Central Otago police are warning the public to act responsibly on the road as drink-driving campaigns are stepped up throughout the district.
Central Otago sub-area acting supervisor Detective Sergeant Derek Shaw said some recent “blatant” drink-driving had been disappointing, and police were determined to maintain a high profile on the roads to catch drink-drivers.
Police conducted a targeted campaign in Cromwell a month ago in which eight people were apprehended for drink-driving during one weekend.
Some of those appeared in the Alexandra District Court last week; others are still being processed through the justice system.

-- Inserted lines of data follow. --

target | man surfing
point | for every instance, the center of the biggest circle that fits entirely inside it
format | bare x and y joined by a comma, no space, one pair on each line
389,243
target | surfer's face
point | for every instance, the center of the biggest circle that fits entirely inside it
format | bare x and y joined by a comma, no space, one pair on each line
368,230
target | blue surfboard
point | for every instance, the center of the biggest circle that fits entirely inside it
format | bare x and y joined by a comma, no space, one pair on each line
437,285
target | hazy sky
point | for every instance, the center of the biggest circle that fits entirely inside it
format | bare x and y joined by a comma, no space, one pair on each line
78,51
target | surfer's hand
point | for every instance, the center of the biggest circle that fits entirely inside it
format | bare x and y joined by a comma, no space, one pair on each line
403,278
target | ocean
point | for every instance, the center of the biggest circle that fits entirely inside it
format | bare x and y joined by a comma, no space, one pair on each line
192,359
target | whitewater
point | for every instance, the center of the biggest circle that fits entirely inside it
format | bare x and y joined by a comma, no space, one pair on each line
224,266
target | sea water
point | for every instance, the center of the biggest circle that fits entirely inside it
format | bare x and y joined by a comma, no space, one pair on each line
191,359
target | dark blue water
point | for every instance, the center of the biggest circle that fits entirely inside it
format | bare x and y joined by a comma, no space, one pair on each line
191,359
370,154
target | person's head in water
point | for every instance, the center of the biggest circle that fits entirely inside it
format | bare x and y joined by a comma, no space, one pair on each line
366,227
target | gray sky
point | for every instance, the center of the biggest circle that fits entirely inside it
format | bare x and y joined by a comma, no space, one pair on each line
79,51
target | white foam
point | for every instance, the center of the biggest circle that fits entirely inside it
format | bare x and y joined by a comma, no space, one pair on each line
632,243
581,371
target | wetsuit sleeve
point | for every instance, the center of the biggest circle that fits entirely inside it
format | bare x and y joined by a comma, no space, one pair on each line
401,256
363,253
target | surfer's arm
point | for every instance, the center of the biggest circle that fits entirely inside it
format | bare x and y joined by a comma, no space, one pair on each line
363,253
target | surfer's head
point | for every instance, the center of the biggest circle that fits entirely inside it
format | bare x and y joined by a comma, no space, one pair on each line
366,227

Ten people were sentenced for drink-driving in the Alexandra court last week.
Det Sgt Shaw said all of the eight apprehended during the targeted Cromwell operation were male, and mainly middle-aged, returning home from after-work drinks.
One of the men was drinking in the car while driving, with a box of beer in his car.

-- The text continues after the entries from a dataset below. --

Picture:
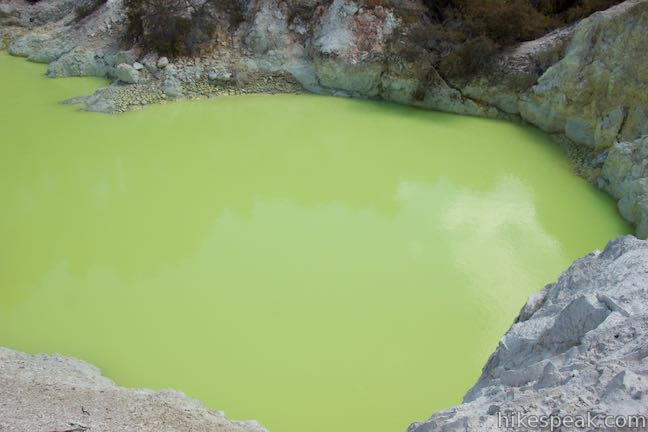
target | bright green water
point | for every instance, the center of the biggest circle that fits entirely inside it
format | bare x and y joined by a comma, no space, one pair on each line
317,264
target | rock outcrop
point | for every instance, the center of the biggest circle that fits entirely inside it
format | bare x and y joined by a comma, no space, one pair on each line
625,176
596,93
54,393
579,347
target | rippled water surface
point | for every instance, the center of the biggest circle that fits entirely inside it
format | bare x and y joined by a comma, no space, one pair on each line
316,264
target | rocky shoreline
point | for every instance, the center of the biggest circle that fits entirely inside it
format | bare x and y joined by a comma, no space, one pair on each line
580,345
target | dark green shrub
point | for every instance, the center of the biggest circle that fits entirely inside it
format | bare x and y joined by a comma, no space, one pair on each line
469,59
87,7
505,21
179,27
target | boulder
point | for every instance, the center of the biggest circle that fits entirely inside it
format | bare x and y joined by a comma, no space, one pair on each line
127,74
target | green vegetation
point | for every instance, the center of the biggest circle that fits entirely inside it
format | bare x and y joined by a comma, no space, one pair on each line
87,7
174,28
460,37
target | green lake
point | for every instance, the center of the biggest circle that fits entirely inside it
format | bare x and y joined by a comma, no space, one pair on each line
313,263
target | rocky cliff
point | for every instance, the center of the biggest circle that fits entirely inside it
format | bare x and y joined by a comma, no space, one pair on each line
53,393
578,346
584,84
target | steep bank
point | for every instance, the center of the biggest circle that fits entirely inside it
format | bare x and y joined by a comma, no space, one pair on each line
54,393
583,84
580,345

Det Sgt Shaw appreciated many people worked hard and wanted to “unwind” at the end of the week, but said people had a responsibility to have a sober driver or make other arrangements to get home if they were drinking.
He also reminded people of the risk of still being over the limit the morning after a night out drinking.
He said it was concerning to think the recent drink-driving apprehensions may be only a snapshot of the numbers of actual drink-drivers on the road.
He warned drivers to remember police could be “any place, any time”, and said police would continue proactive patrols and drink-driving campaigns.
Det Sgt Shaw said people needed to realise their decision-making was impaired after they had been drinking, and the effect drink-driving tragedies had.
“[Drink-driving] crashes have a real ripple effect through the community. We just need to avoid that. The cost is too high.”
Alexandra Sergeant Bruce Martin, of the Otago-Lakes Central road policy group, said despite recent tragedies people were still drink-driving.
Two recent crashes, of a car into a tree in Ennis St, Alexandra, and a car that rear-ended a boat on a trailer, in Clyde, were thought to be linked to drink-driving.
A person arrested regarding the Ennis St crash would appear in the Alexandra court, and the driver of the vehicle that crashed in Clyde was still being sought.
Sgt Martin reminded people not only of the tragedies that drink-driving could cause, but the practical repercussions for those convicted.
They could be banned from travelling to certain countries, face huge costs getting a limited licence, and risk losing their job if it depended on having a driver’s licence.